“All ecclesiastics, unfortunately, are not of this kind.”

“Nor are all soldiers,” said the general, smiling a very wan smile.

And the two men exchanged a sympathetic glance, in their common hatred of intrigue and falsity.

Abbé de Lalonde, who was, however, capable of a little guile, wound up his eulogy of Abbé Lantaigne with this touch:

“He is an excellent priest, and if he had been a soldier he would have made an excellent soldier.”

But the general demanded brusquely:

“Well! what can I do for him?”

“Help him to slip on the violet stockings, which he has richly deserved, general. He is an admitted candidate for the vacant bishopric of Tourcoing. I beg you to support him with the Minister of Justice and Religion, whom, I am told, you know personally.”

The general shook his head. In fact, he had never asked anything of the Government. Cartier de Chalmot, as a royalist and a Christian, regarded the Republic with a disapproval that was complete, silent and whole-hearted. Reading no newspapers and talking with no one, he undervalued on principle a civil power of whose doings he knew nothing. He obeyed and held his tongue. He was admired in the châteaux of the neighbourhood for his melancholy resignation, inspired by the sentiment of duty, strengthened by a profound scorn for everything which was not military, intensified by a growing difficulty in thought and speech rendered obvious and affecting by the progress of an affection of the liver.

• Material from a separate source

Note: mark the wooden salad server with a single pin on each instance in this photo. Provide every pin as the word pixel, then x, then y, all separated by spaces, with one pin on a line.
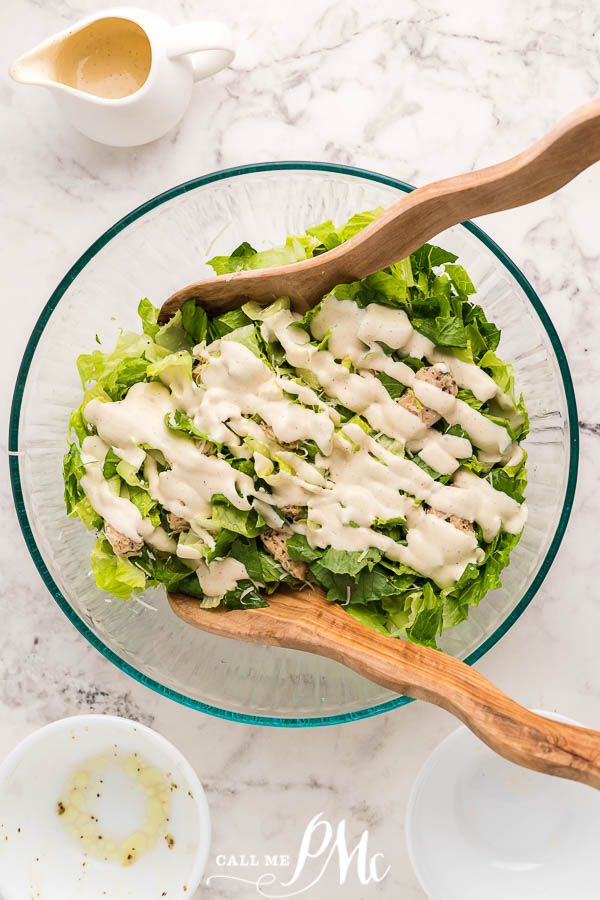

It was well known that General Cartier de Chalmot remained a faithful royalist in the depths of his heart. It was not so well known that one day in the year 1893 his heart had received one of those shocks which can only be compared with what Christians describe as the workings of grace, and which bring with the force of a thunderbolt deep and unlooked-for peace to a man’s innermost being. This event took place at five o’clock in the evening of the 4th of June in the drawing-rooms of the prefecture. There, among the flowers that Madame Worms-Clavelin had herself arranged, President Carnot, on his way through the town, had received the officers of the garrison. General Cartier de Chalmot, being present with his staff, saw the President for the first time, and instantly, for no apparent reason, on no explicable grounds, was pierced through and through by a terrible admiration. In a second, before the gentle gravity and honest inflexibility of the head of the State, all his prejudices fell away. He forgot that this sovereign was a civilian. He revered and loved him. He suddenly felt himself bound with ties of sympathy and respect to this man, sad and sallow like himself, but august and serene like a ruler. He uttered with a soldierly stutter the official compliment which he had learnt by heart. The President answered him: “I thank you in the name of the Republic and of our country which you loyally serve.” At this, all the devotion to an absent prince which General Cartier de Chalmot had stored up for twenty-five years welled forth from his heart towards the President, whose quiet face remained surprisingly immobile, and who spoke in a melancholy voice with no movement of cheek or lips, on which his black beard set a seal. On this waxen face, in these slow, honest eyes, on this feeble breast, across which blazed the broad red ribbon of his order, in the whole figure of this suffering automaton, the general perceived both the dignity of the leader, and the affliction of the ill-fated man who has never laughed. With his admiration there was mingled a strain of tenderness.